Industry Challenges – Quality Control

Lack of confidence in the data leads to poor decisions

If existing QC systems are difficult to use or produce non-standardised outputs, the ability to quantify levels of risk or identify key causes of error in a timely fashion is compromised. The end result is wasted time, money, and missed opportunities.

Assays and other measures act as key parameters for monitoring business performance across mining operations.  Implicit in their use is the assumption that “The quality of data must be known before it can be used in a logical sense”1.

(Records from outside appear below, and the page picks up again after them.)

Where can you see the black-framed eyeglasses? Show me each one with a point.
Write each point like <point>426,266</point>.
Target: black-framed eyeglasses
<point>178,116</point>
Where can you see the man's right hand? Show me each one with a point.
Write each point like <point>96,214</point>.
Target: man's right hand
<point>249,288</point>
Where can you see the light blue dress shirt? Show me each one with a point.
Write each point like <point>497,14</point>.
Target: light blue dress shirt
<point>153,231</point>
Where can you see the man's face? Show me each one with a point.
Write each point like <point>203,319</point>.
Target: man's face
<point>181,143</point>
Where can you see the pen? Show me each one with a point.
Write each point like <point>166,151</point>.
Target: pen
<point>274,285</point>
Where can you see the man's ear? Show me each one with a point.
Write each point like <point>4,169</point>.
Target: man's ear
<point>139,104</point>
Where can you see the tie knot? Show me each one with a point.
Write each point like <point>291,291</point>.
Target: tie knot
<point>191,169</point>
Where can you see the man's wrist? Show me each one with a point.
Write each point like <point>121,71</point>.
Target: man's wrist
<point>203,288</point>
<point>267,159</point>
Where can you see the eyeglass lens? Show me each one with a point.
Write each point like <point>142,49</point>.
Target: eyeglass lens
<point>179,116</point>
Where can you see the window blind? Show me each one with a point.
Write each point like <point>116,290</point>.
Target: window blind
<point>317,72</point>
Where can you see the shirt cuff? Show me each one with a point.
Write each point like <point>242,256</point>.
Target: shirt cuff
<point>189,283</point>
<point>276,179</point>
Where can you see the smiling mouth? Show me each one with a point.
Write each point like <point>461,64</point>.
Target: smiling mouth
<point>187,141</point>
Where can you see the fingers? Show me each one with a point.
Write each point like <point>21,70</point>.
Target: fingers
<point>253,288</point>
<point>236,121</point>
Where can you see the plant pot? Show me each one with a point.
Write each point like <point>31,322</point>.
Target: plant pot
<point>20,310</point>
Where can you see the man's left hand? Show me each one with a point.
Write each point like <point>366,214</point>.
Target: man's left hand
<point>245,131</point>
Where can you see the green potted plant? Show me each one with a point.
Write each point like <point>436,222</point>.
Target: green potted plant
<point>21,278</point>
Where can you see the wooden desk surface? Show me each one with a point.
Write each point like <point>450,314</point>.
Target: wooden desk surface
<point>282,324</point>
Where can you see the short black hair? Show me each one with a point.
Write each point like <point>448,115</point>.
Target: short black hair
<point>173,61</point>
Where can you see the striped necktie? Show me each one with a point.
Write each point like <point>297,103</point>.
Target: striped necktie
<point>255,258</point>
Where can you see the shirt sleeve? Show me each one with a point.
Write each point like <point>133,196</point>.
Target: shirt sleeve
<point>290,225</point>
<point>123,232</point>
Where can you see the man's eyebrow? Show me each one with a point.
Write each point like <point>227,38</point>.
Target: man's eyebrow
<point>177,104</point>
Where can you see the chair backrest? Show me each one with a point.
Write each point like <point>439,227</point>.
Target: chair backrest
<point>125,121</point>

Although implicit, this assumption is often forgotten resulting in data of unknown quality (accuracy and precision) being used for modelling, classification, optimisation, scheduling, metal accounting and for payment of final product. Using data of unknown quality in these key decisions can lead to:

Inconsistent reporting creates inefficiency and confusion

Metrics related to data quality may also be calculated and portrayed differently in different parts of the business.  This impedes rapid decision making and wastes time by inducing confusion.

Further, many companies are required to report the results of their QC programs to demonstrate compliance with mining codes (JORC, SAMREC, P754, NI 43-101) or internal KPI’s.  These reports are often prepared in an ad hoc manner and the data presented inconsistently.  This causes unnecessary complexity for external review parties, which costs time and money to resolve.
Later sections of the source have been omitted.